Synthetics out in favour of natural fibres

Inside Cavalier’s Napier spinning plant. PHOTO: CAVALIER
Inside Cavalier’s Napier spinning plant. PHOTO: CAVALIER
Carpet-maker Cavalier is ditching synthetics in favour of wool and other natural fibres, citing "negative impacts on people’s health and the planet".

The listed company yesterday unveiled a new transformational strategy, saying it would transition away from the manufacture and supply of synthetic fibre carpets over the next 12 months and existing synthetic stocks would be sold down.

In its strategy, the company said the long-term dangers posed by plastics were becoming clear. Plastic was a global problem and manufacturers needed to be part of the solution.

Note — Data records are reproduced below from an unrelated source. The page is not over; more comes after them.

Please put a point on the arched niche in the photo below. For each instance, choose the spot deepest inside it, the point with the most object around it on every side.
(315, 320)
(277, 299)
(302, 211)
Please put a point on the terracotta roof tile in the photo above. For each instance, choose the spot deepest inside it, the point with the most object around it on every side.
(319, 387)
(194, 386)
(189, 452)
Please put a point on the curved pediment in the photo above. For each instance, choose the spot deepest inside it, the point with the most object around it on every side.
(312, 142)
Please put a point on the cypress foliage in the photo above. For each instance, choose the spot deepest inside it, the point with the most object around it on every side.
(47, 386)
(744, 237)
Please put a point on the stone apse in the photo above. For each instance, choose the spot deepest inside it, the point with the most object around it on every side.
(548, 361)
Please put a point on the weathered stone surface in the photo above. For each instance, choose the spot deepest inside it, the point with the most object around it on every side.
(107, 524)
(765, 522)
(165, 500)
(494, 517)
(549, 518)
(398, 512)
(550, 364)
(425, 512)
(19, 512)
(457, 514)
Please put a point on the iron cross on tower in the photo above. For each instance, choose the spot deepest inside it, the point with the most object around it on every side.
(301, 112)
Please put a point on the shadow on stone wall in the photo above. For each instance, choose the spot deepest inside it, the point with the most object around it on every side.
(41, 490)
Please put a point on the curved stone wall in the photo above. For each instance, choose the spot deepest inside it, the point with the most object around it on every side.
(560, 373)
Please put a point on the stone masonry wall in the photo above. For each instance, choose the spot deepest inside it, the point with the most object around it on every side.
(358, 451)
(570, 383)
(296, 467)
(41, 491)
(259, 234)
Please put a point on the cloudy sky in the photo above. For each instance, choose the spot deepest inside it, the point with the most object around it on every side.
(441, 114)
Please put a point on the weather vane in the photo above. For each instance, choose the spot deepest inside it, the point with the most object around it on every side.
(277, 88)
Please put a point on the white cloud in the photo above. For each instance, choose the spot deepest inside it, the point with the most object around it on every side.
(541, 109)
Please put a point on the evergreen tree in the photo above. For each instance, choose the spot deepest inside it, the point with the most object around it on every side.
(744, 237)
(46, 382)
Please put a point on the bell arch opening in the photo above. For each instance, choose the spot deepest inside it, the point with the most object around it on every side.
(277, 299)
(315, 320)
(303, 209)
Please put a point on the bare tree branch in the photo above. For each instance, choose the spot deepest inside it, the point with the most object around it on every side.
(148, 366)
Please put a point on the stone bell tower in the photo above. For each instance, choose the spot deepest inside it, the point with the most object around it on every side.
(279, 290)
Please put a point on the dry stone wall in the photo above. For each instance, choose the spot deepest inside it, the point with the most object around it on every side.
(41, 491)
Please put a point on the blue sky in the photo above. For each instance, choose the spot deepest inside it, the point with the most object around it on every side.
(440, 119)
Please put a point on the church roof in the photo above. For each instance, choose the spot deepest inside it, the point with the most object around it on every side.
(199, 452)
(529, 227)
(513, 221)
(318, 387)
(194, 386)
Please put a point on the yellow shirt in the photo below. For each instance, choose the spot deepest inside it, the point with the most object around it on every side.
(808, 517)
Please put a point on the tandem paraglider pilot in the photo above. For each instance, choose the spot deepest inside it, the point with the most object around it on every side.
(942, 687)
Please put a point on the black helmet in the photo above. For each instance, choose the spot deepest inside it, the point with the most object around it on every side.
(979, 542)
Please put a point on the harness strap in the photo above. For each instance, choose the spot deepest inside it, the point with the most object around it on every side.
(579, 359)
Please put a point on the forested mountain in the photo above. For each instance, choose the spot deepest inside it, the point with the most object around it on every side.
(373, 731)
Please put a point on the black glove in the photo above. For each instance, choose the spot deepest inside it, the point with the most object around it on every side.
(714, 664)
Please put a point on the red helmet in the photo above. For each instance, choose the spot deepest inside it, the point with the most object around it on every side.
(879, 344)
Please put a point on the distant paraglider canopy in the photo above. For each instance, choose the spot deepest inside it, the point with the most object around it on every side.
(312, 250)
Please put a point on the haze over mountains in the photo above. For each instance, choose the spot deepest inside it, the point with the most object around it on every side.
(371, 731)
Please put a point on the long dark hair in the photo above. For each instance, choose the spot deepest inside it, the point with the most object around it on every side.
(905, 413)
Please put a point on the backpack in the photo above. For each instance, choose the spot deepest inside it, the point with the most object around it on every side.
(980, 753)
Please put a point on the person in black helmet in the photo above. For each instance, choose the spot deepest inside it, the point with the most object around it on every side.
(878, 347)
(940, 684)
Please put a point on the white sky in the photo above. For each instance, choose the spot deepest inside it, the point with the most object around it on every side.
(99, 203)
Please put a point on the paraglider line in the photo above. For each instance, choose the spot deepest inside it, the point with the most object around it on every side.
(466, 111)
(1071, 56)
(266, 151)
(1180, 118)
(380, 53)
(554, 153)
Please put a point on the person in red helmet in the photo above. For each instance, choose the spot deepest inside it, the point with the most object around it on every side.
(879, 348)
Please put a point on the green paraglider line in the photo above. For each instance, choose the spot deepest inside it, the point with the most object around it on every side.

The impact that plastics had on human health was not yet fully understood, but early studies suggested that microplastics entering the body were a potential threat. The average Kiwi home with synthetic carpet was similar to having 22,000 plastic bags on the floor, by weight, it said.

For many years, wool carpet was the preferred option for flooring but in the past two decades more flooring choices had become available.

Synthetic carpets, made from plastic fibres, were introduced to Australasia, backed by global manufacturers with large marketing budgets.

Consumers were starting to reject plastic, particularly single-use plastics, in favour of multi-use or more sustainable alternatives. Consumers were also becoming aware that plastic came in many forms, including synthetic carpet, upholstery, curtains and clothing.

Earlier this month, the Wool Industry Project Action Group — established in 2018 to look at opportunities to improve returns for the beleaguered crossbred wool sector — released a report saying it believed natural fibres were "on the cusp of a renaissance".

In a release to the market, Cavalier said it had always believed wool was the best fibre for carpet; its vision was to become a leader in designing and creating desirable, sustainable, safe and high-performing natural interior solutions.

While the focus would initially be on woollen carpets and rugs, the company would also be seeking other partnerships in which it could leverage its design and manufacturing capabilities and the value of the Cavalier Bremworth brand to create new product categories.

With support from independent advisers and industry experts, Cavalier had undertaken a review of its businesses and opportunities.

The company had identified a "valuable and growing trend" from consumers seeking high-quality, natural and sustainable products in their homes and believed it was strongly positioned to meet that demand.

It was confident it would deliver better returns on investment for its shareholders and, while the transformation would take investment and time, Cavalier had the infrastructure, capabilities and expertise to effectively manage the change, chairman George Adams said.

The financial benefits of the change were expected to be seen with a return to profitable growth from FY23 onwards, following an initial 12 to 24 months of investment as the business was reset, the new strategy executed and as the economy recovered from Covid-19. The full benefits were expected to be realised from FY25 onwards.

It was evaluating a range of opportunities to fund the transformation, including the potential sale and lease back of some or all of Cavalier’s land and buildings. Shareholder approval would be required for that.

March and April trading was affected by Covid-19 restrictions, particularly in New Zealand, and that trend continued into May. Sales in New Zealand in June were stronger than expected, and ahead of the corresponding month last year, with wool margins strong.

There was less impact in Australia than expected, although monthly sales were down compared with the previous year. Trading in Australia was better than expected in June, although sales for the first half of July had tracked down in response to the recent lockdowns.

Cavalier’s bank debt had been reduced to historical lows and was $14.5million as at June 30, and stock levels had decreased to about $35million, a significant reduction on the same time last year.